Pubblicata nel 1897, Misericordia è considerata uno dei capolavori finali di Benito Pérez Galdós e uno dei ritratti più umani e devastanti della povertà nella letteratura spagnola. Scritta durante la fase spiritualista di Galdós, la trama abbandona parte del naturalismo più crudo delle sue opere precedenti per concentrarsi sulla compassione, la dignità e la sopravvivenza morale di coloro che vivono ai margini della società.
La storia si svolge nella Madrid misera di fine Ottocento, lontana dai saloni borghesi e dall'apparente progresso della capitale spagnola. La protagonista è Benina — detta Nina —, un'anziana e povera domestica al servizio di Doña Paca, una donna in rovina che cerca di mantenere le apparenze di una posizione sociale ormai perduta. Mentre la signora vive ossessionata dal prestigio e dall'illusione di rispettabilità, Benina si sacrifica silenziosamente per nutrirla, ricorrendo persino alla mendicità e nascondendo la vera provenienza del denaro che porta a casa.
Il nucleo emotivo del romanzo nasce proprio da questa contraddizione: la persona socialmente inferiore possiede un'enorme grandezza morale, mentre coloro che conservano ancora resti di privilegio vivono intrappolati nell'ipocrisia, nell'egoismo e nell'autoinganno. Galdós inverte così la gerarchia tradizionale della società spagnola, trasformando una mendicante nella figura più nobile dell'intera storia.
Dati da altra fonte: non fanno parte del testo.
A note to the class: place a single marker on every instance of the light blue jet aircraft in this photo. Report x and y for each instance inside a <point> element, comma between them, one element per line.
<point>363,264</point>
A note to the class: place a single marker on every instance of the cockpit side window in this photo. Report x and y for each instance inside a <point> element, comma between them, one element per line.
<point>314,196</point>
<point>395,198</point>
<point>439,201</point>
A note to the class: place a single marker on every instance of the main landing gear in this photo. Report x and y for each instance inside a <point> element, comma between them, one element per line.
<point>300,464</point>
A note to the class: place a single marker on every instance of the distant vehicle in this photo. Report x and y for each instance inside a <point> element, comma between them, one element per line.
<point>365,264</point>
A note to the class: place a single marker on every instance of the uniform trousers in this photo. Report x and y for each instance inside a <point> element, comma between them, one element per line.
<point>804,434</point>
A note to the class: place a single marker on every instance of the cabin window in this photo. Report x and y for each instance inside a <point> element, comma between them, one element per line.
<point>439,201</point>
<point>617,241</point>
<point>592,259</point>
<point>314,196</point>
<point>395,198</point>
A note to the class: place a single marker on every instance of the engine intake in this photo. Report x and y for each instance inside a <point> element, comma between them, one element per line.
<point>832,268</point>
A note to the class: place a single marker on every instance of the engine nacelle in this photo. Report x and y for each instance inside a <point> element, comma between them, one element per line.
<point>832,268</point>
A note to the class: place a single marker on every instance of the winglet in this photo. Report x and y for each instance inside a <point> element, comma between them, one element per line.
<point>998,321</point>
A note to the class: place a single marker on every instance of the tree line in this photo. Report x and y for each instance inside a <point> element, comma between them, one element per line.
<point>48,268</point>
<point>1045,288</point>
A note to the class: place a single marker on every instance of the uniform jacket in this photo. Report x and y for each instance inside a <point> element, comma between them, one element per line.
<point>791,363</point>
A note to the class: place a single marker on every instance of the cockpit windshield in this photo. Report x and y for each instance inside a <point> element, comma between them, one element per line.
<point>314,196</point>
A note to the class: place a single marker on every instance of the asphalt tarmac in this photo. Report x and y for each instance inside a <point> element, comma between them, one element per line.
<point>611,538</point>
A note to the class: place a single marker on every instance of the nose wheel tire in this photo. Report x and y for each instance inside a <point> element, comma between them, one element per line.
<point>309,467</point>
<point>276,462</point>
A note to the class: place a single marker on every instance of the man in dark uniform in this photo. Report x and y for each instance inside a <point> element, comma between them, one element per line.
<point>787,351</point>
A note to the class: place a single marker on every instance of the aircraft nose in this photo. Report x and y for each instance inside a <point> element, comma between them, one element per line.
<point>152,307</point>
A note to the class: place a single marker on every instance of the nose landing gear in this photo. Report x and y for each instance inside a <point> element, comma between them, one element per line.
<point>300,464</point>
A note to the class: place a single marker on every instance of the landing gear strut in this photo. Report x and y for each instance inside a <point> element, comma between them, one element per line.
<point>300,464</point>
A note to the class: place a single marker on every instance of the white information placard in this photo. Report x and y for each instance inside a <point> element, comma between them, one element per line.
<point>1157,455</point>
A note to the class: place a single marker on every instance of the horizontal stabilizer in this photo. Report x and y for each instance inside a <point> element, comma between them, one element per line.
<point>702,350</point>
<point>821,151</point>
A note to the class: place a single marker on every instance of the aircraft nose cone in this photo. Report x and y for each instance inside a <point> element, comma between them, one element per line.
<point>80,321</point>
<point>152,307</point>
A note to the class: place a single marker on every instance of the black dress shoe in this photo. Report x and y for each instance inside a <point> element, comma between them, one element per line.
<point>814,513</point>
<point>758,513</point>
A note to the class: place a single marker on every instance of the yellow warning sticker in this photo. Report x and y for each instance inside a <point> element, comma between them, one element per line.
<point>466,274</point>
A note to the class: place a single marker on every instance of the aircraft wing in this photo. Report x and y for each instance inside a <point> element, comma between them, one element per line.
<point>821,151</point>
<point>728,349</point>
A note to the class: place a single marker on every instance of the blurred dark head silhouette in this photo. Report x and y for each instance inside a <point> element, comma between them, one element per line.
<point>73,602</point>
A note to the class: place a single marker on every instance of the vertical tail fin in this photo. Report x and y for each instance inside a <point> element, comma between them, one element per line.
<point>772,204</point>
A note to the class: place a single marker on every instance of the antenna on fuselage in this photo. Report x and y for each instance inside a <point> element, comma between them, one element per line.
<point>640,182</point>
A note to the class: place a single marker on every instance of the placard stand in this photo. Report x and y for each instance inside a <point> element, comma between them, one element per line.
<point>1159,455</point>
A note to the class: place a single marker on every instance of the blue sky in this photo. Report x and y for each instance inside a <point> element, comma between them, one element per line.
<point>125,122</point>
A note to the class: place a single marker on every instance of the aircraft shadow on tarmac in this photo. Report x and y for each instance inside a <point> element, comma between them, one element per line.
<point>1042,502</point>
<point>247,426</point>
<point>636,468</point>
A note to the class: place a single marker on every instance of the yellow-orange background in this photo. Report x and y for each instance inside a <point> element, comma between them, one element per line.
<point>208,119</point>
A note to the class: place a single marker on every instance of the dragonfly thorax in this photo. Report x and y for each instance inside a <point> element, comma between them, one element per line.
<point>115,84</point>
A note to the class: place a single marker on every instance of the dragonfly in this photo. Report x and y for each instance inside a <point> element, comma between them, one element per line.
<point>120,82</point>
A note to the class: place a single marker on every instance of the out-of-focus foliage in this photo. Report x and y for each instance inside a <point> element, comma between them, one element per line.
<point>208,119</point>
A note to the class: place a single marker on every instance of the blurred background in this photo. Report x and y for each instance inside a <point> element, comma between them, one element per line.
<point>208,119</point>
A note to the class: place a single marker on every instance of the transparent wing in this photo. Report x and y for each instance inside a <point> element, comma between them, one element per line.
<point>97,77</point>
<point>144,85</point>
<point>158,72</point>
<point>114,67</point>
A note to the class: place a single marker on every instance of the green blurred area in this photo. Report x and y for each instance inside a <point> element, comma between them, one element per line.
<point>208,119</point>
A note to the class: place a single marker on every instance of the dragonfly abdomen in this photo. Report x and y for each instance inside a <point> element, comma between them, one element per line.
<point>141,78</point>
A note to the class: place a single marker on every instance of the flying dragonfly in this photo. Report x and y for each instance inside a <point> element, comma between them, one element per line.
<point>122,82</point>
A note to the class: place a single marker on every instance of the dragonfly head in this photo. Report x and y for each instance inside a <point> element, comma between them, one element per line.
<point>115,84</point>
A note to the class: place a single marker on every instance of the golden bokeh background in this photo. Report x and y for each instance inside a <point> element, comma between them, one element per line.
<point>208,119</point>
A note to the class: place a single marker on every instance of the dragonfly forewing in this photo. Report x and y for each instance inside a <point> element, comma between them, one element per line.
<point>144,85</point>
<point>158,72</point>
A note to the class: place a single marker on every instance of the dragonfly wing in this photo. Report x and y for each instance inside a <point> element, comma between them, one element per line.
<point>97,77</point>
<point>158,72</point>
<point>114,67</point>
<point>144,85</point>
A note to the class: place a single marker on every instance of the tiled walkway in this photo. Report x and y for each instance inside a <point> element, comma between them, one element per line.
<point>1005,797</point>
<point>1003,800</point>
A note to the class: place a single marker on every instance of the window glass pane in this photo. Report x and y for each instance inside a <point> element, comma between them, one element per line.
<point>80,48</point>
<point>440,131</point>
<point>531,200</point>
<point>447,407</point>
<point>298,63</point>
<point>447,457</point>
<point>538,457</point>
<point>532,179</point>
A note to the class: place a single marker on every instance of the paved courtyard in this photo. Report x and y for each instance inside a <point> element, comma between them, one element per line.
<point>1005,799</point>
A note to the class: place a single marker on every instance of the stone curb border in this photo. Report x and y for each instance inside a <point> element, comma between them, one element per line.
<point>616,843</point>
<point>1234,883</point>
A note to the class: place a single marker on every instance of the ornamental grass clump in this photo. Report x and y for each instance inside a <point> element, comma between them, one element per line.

Uno dei personaggi più memorabili è Almudena, un mendicante marocchino cieco innamorato di Benina, la cui presenza introduce un elemento quasi mistico e simbolico all'interno del realismo galdosiano. La relazione tra i due mescola tenerezza, miseria, fede religiosa e disperazione, mostrando come anche nell'estrema povertà sopravvivano l'affetto e la speranza.
Sebbene Misericordia ritragga fame, malattia e decadenza, il romanzo non scade nel pessimismo assoluto. Galdós utilizza l'ironia, l'umorismo popolare e un'enorme sensibilità per mostrare l'umanità di personaggi che la società considera invisibili. Il vero tema dell'opera non è solo la povertà materiale, ma la misericordia come forma di resistenza morale di fronte a un mondo indifferente.
Il romanzo funge anche da critica sociale e religiosa. Galdós mette in discussione una società ossessionata dalle apparenze e denuncia il fallimento delle istituzioni nel proteggere i più vulnerabili. Tuttavia, a differenza di altre opere più combattive come Doña Perfecta o Electra, qui la critica nasce dalla compassione e non dal confronto ideologico diretto.
In termini letterari, Misericordia rappresenta il culmine dello stile galdosiano. I dialoghi riproducono con precisione il parlato popolare madrileno; i personaggi possiedono una complessità psicologica straordinaria; e Madrid viene ritratta come un organismo vivo pieno di contrasti sociali, spirituali e umani. Il romanzo combina realismo, spiritualità, satira e tenerezza in un modo che anticipa parte della narrativa sociale del XX secolo.
Con il passare del tempo, Misericordia è stata considerata uno dei romanzi più importanti della letteratura spagnola moderna. Critici e ispanisti la vedono come una sintesi perfetta dell'evoluzione artistica di Galdós: dal realismo sociale all'umanesimo morale. La figura di Benina resta uno dei personaggi femminili più ammirati di tutta la narrativa in lingua spagnola.